Start with the decomposition. For any image I and any low-pass operator L, you can write I = L(I) + (I − L(I)) — the image equals its low-frequency part plus its high-frequency residual. This is an identity for any L; the choice of L determines what "low frequency" means. For Unsharp, L is convolution with the Gaussian G_σ(x, y) = (1/2πσ²) · exp(−(x² + y²)/(2σ²)).
The Unsharp output is:
O = I + α · (I − G_σ * I) = (1 + α) · I − α · (G_σ * I)
This is a linear filter — specifically a convolution with the kernel K = (1 + α)δ − α · G_σ, where δ is the unit impulse. The kernel sum equals (1 + α) · 1 − α · 1 = 1 (using ∑G_σ = 1 since the Gaussian is normalized).
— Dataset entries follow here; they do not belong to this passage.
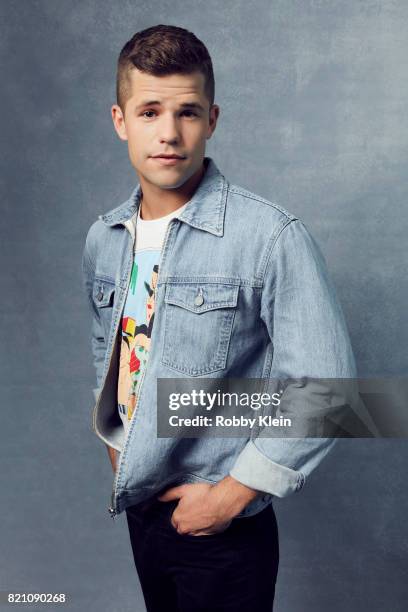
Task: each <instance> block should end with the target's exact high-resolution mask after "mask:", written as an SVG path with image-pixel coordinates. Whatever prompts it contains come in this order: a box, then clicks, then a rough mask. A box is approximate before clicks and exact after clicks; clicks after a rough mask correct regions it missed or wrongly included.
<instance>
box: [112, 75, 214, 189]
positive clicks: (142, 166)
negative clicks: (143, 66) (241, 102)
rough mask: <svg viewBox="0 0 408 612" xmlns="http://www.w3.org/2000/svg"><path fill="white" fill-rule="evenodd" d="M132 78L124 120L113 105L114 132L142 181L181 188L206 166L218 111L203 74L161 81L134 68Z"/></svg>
mask: <svg viewBox="0 0 408 612" xmlns="http://www.w3.org/2000/svg"><path fill="white" fill-rule="evenodd" d="M130 78H131V87H132V88H131V95H130V97H129V98H128V100H127V102H126V107H125V114H124V116H123V114H122V111H121V109H120V107H119V106H117V105H114V106H112V119H113V122H114V126H115V129H116V131H117V133H118V135H119V137H120V138H121V139H122V140H127V141H128V149H129V158H130V161H131V163H132V166H133V167H134V168H135V170H136V172H137V173H138V175H139V176H140V177H142V179H144V180H145V181H147V182H150V183H151V184H153V185H155V186H157V187H160V188H162V189H176V188H178V187H180V186H181V185H183V184H184V183H185V182H186V181H187V180H188V179H189V178H190V177H191V176H192V175H193V174H194V173H195V172H197V171H198V170H199V169H200V168H201V166H202V163H203V159H204V155H205V145H206V140H207V139H208V138H210V137H211V135H212V133H213V131H214V129H215V126H216V122H217V118H218V114H219V107H218V106H217V105H215V104H213V106H212V107H211V109H210V103H209V100H208V98H207V97H206V95H205V92H204V75H203V74H201V72H194V73H192V74H172V75H167V76H160V77H156V76H152V75H150V74H147V73H145V72H141V71H139V70H137V69H136V68H135V69H132V70H131V72H130ZM159 155H178V156H180V157H181V159H180V158H178V159H167V160H166V159H164V158H163V157H157V156H159Z"/></svg>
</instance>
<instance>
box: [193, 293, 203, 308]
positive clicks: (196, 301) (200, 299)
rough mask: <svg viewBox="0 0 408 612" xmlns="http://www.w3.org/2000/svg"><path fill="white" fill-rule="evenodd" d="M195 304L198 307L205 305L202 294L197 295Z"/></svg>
mask: <svg viewBox="0 0 408 612" xmlns="http://www.w3.org/2000/svg"><path fill="white" fill-rule="evenodd" d="M194 304H195V305H196V306H201V305H202V304H204V298H203V296H202V294H201V293H199V294H198V295H196V297H195V300H194Z"/></svg>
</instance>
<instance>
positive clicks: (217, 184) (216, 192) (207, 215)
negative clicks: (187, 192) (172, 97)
mask: <svg viewBox="0 0 408 612" xmlns="http://www.w3.org/2000/svg"><path fill="white" fill-rule="evenodd" d="M204 163H205V164H206V165H207V169H206V172H205V174H204V176H203V178H202V180H201V182H200V184H199V185H198V187H197V189H196V191H195V192H194V194H193V196H192V198H191V200H189V202H188V204H187V206H186V207H185V209H184V210H183V212H182V213H181V214H180V216H179V217H178V218H179V219H180V221H184V222H185V223H188V224H189V225H191V226H193V227H196V228H198V229H202V230H205V231H207V232H210V233H211V234H214V235H216V236H222V235H223V233H224V213H225V202H226V197H227V181H226V179H225V177H224V176H223V175H222V174H221V172H220V171H219V169H218V167H217V166H216V164H215V162H214V160H213V159H212V158H211V157H205V158H204ZM140 194H141V186H140V183H138V184H137V186H136V188H135V189H134V190H133V192H132V194H131V196H130V198H129V199H128V200H127V201H126V202H124V203H123V204H121V205H120V206H117V207H116V208H113V209H112V210H110V211H108V212H107V213H105V214H103V215H99V219H101V220H102V221H103V222H104V223H105V224H106V225H109V226H113V225H117V224H123V223H125V221H127V220H129V219H130V218H131V217H133V215H134V214H135V213H136V212H137V210H138V208H139V204H140Z"/></svg>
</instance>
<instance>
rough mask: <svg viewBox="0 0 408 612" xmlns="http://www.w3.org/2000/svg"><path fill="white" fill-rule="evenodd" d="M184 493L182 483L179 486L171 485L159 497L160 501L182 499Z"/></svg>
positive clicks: (158, 498)
mask: <svg viewBox="0 0 408 612" xmlns="http://www.w3.org/2000/svg"><path fill="white" fill-rule="evenodd" d="M183 493H184V487H183V485H180V486H178V487H171V488H170V489H167V491H165V492H164V493H162V494H161V495H159V496H158V497H157V499H158V500H159V501H172V500H174V499H180V498H181V497H182V496H183Z"/></svg>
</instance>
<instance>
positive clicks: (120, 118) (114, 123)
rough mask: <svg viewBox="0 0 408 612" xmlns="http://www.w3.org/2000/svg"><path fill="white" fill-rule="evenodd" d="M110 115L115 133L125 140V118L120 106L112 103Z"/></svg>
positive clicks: (123, 139)
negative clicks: (111, 107)
mask: <svg viewBox="0 0 408 612" xmlns="http://www.w3.org/2000/svg"><path fill="white" fill-rule="evenodd" d="M111 115H112V121H113V125H114V128H115V130H116V133H117V135H118V136H119V138H120V139H121V140H127V139H128V137H127V133H126V125H125V118H124V116H123V113H122V109H121V108H120V106H118V105H117V104H114V105H113V106H112V108H111Z"/></svg>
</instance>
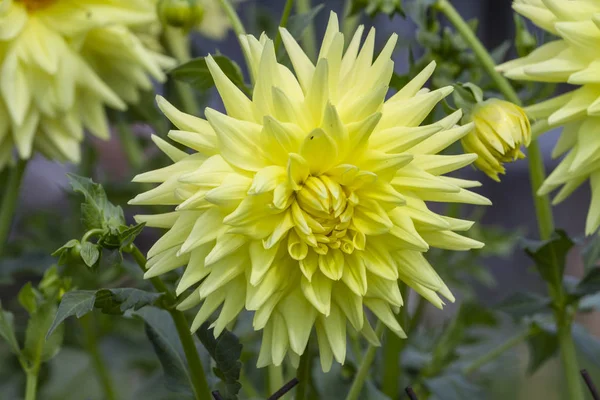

Brightness is preserved.
In the frequency domain, taking the Fourier transform of both sides:
Ô(ω) = (1 + α − α · exp(−σ²ω²/2)) · Î(ω)
This frequency response is 1 at DC (ω = 0), rises smoothly to 1 + α as ω grows. The half-rise point is around σω ≈ √(2 · ln 2) ≈ 1.18, i.e., spatial frequencies with period roughly 5.3σ. Below that period, frequencies pass through nearly unmodified; above it, they get progressively amplified up to the ceiling of 1 + α.
The overshoot at a step edge has an analytical form. For an idealized step I(x) = a + (b−a)·H(x) (H = Heaviside step), the Gaussian-blurred version is L(x) = a + (b−a)·Φ(x/σ) (Φ = standard normal CDF). The high-pass I − L peaks at x = 0 on the bright side and dips at x = 0 on the dark side; the peak amplitude is approximately 0.4(b−a)/σ for the Gaussian. After multiplication by α, the overshoot on the output is roughly α · 0.4(b−a)/σ — so for fixed α, smaller σ produces more dramatic but more localized overshoot. This is why σ controls the character of sharpening, not just the amount.